Not only did Elisabeth succeed in her aim, over the following two years, she fell in love with Bernhard Forster, an avid anti-Semite, and moved to Paraguay to found a colony for the pure German race. In large part due to her actions, the German nationalists began to consider Fritz as one of them. He was horrified.

After Fritz went insane, Elisabeth returned from Paraguay to take over her ailing brother’s estate, and allied his books with the nationalist agenda he abhorred.

Two years later, Lou wrote and published the first intellectual biography of Friedrich Nietzsche, determined to counter the barrage of misunderstandings and “fake news” that had begun to circulate about his life and his work.

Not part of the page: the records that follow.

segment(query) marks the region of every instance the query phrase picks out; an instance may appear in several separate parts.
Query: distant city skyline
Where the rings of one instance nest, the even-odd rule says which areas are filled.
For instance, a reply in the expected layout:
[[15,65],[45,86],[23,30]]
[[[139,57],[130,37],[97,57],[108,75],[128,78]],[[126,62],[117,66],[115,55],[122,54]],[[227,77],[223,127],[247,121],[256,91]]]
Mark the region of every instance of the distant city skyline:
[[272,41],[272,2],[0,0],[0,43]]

Yet, the more I read about these two women, the more I realized that the story of their relationship is not just a quarrel over a man’s heart – or his legacy. Fritz’s bond with each of these women was fundamental – even constitutive – of his philosophical project. Each relationship was a source of both profound joy and heart-crushing sadness. Each of these women provided Fritz with the occasion and the desperate need to articulate and commit himself yet again to the most enduring theme of his philosophy: his radical love for life.

How did he do it?

The question drives this musical. In the face of loss and betrayal, how did Fritz manage his own turns of affirmation – how did he say yes to his own life? And how should we?

What better way to address these questions than by evoking the matrix of personal relationships out of which his philosophy grew, using the full sensory complement of word, song, and dance?